Evaluator type | Metric | Description |
---|---|---|
GroundednessProEvaluator | Groundedness Pro |
Uses a fine-tuned model hosted behind the Azure AI Foundry Evaluation service to evaluate how well a generated response aligns with the given context |
ProtectedMaterialEvaluator | Protected Material |
Evaluates response for the presence of protected material |
UngroundedAttributesEvaluator | Ungrounded Attributes |
Evaluates a response for the presence of content that indicates ungrounded inference of human attributes |
HateAndUnfairnessEvaluator†| Hate And Unfairness |
Evaluates a response for the presence of content that's hateful or unfair |
SelfHarmEvaluator†| Self Harm |
Evaluates a response for the presence of content that indicates self harm |
ViolenceEvaluator†| Violence |
Evaluates a response for the presence of violent content |
SexualEvaluator†| Sexual |
Evaluates a response for the presence of sexual content |
CodeVulnerabilityEvaluator | Code Vulnerability |
Evaluates a response for the presence of vulnerable code |
IndirectAttackEvaluator | Indirect Attack |
Evaluates a response for the presence of indirect attacks, such as manipulated content, intrusion, and information gathering |
†In addition, the ContentHarmEvaluator provides single-shot evaluation for the four metrics supported by HateAndUnfairnessEvaluator
, SelfHarmEvaluator
, ViolenceEvaluator
, and SexualEvaluator
.
Cached responses
The library uses response caching functionality, which means responses from the AI model are persisted in a cache.
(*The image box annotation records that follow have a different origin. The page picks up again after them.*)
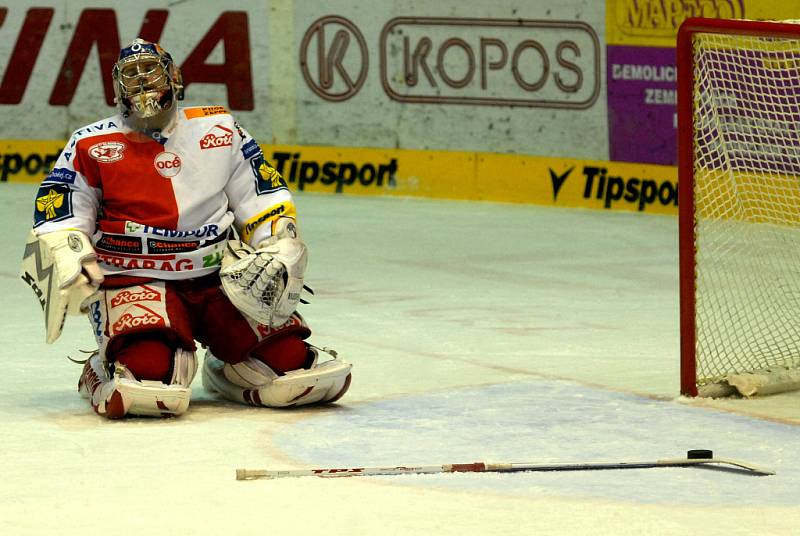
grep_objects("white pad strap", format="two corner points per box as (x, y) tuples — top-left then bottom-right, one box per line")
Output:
(203, 347), (352, 408)
(78, 350), (197, 419)
(20, 230), (103, 343)
(169, 348), (197, 387)
(220, 218), (308, 327)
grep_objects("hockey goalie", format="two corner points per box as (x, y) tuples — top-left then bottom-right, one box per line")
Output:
(21, 39), (351, 419)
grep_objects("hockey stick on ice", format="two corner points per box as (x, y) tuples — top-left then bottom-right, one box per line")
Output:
(236, 450), (775, 480)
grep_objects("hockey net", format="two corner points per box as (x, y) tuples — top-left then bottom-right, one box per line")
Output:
(678, 19), (800, 396)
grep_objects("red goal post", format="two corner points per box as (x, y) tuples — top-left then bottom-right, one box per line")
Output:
(677, 18), (800, 396)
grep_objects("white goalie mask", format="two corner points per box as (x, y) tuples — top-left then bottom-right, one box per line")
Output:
(111, 38), (183, 130)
In subsequent runs, if the request parameters (prompt and model) are unchanged, responses are then served from the cache to enable faster execution and lower cost.
Reporting
The library contains support for storing evaluation results and generating reports. The following image shows an example report in an Azure DevOps pipeline:
The dotnet aieval
tool, which ships as part of the Microsoft.Extensions.AI.Evaluation.Console
package, includes functionality for generating reports and managing the stored evaluation data and cached responses. For more information, see Generate a report.
Configuration
The libraries are designed to be flexible. You can pick the components that you need. For example, you can disable response caching or tailor reporting to work best in your environment. You can also customize and configure your evaluations, for example, by adding customized metrics and reporting options.
Samples
For a more comprehensive tour of the functionality and APIs available in the Microsoft.Extensions.AI.Evaluation libraries, see the API usage examples (dotnet/ai-samples repo). These examples are structured as a collection of unit tests. Each unit test showcases a specific concept or API and builds on the concepts and APIs showcased in previous unit tests.